In a recent installment of the “How I Got My Internship Series,” in which panelists share details of their internship experiences over lunch, the Career Center organized four panelists to discuss their internships in Communications. Julia Gorlovetskaya ’19, account strategy intern at Simmer Group, Nick Silvestri ’19, analytics Intern at Huge (digital agency), Ian Nichols ’19, public relations and marketing intern at Greenough Brand Storytellers, and Nick Ursitti ’20, sales intern at ProServeIT (computer support corporation) spoke on the panel on Feb 12.
The Career Center student employees who had organized the lunch guided the discussion, starting the Q&A off by asking students how they initially found the internship opportunity. The panelists agreed that due to the fast-paced nature of communications, they tended to have to wait until closer to April or May to find opportunities, which could be difficult.
“I found my internship around a month before I had to start on Handshake,” Gorlovetskaya said. “But I felt like my application would just get lost if I applied through that, so I also reached out on LinkedIn and they responded within a day. In a couple of days, I had gotten the internship. In communications and digital media, where the industry is really fast, and they hire within like a week or a month, I got really lucky, but I don’t necessarily recommend waiting until the last minute.”

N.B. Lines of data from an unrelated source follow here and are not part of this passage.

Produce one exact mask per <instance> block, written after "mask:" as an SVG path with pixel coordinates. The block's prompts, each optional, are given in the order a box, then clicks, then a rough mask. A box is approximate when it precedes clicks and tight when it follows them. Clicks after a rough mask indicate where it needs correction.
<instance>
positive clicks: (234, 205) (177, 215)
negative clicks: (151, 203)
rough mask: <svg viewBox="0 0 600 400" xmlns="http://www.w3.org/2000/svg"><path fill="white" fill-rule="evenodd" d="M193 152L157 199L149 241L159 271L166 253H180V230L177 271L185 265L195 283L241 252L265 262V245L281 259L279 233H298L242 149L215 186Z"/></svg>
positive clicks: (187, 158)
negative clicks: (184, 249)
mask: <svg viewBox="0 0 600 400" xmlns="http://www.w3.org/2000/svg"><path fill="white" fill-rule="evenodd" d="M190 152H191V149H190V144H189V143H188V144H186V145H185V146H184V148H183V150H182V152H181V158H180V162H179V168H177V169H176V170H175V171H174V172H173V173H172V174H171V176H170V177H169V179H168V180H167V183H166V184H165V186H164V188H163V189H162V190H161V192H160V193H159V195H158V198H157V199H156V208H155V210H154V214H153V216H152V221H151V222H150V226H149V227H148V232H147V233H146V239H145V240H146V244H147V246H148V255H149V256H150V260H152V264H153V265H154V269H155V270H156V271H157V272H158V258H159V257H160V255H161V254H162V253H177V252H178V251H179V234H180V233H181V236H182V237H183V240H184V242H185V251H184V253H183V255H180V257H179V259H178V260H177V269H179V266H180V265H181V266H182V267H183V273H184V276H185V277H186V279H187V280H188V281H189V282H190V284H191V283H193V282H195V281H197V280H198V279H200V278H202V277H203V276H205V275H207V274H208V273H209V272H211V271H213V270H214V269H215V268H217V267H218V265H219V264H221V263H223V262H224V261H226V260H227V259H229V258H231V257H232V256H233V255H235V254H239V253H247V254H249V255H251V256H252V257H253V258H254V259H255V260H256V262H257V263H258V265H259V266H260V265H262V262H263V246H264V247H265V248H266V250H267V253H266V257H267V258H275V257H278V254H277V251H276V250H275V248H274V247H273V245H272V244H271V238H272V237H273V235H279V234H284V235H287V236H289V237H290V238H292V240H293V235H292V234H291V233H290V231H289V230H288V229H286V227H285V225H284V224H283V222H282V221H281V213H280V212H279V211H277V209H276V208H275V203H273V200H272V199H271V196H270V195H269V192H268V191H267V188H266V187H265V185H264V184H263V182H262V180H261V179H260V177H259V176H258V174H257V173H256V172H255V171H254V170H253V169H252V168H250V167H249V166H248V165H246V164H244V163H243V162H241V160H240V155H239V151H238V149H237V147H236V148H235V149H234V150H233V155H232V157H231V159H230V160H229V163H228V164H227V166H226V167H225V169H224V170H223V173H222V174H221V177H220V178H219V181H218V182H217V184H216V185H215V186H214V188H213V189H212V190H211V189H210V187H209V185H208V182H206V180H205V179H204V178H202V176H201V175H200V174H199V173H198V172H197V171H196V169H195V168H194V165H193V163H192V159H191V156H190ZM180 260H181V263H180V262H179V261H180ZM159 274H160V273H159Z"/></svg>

Silvestri emphasized the impact of networking, especially with Hamilton alumni, in order to both learn more about the industry itself and also learn of any available opportunities.
Hamilton offers numerous options for internships, including summer internship funding sources, that provide important ways to explore careers. College funding allows students to take internships in which they otherwise might not be able to afford to participate.
“I started my search around September, and tried reaching out to as many different alumni connections as possible, targeting people who were in the communications industry, and filter down from there to find exactly what I was looking for,” Silvestri said. “I applied to like 100 places, and heard back from three or five, and every single one was where I had a connection prior.”
The panelists also answered questions about their respective application processes, including the interview stage. All of them went through some variation of a phone call or Skype call, and then an in-person interview.
The students also shared the day-to-day tasks of their summers as well as the favorite and least favorite aspects of their experiences. They discussed what they wished they had known prior to their internships, and if they could have done anything to prepare for their respective experiences.
“I was better prepared this year, but for my first internship, I wish I had known how much the higher-ups would value productivity,” Ursitti said. “I went through believing that as an intern, you would be assigned certain tasks and that was all you would be asked to do, but a lot of bosses and superiors will encourage you and want you to be proactive and come to them with ideas and ways you can add value to the company.”
“You really have to be an advocate for yourself,” Silvestri agreed.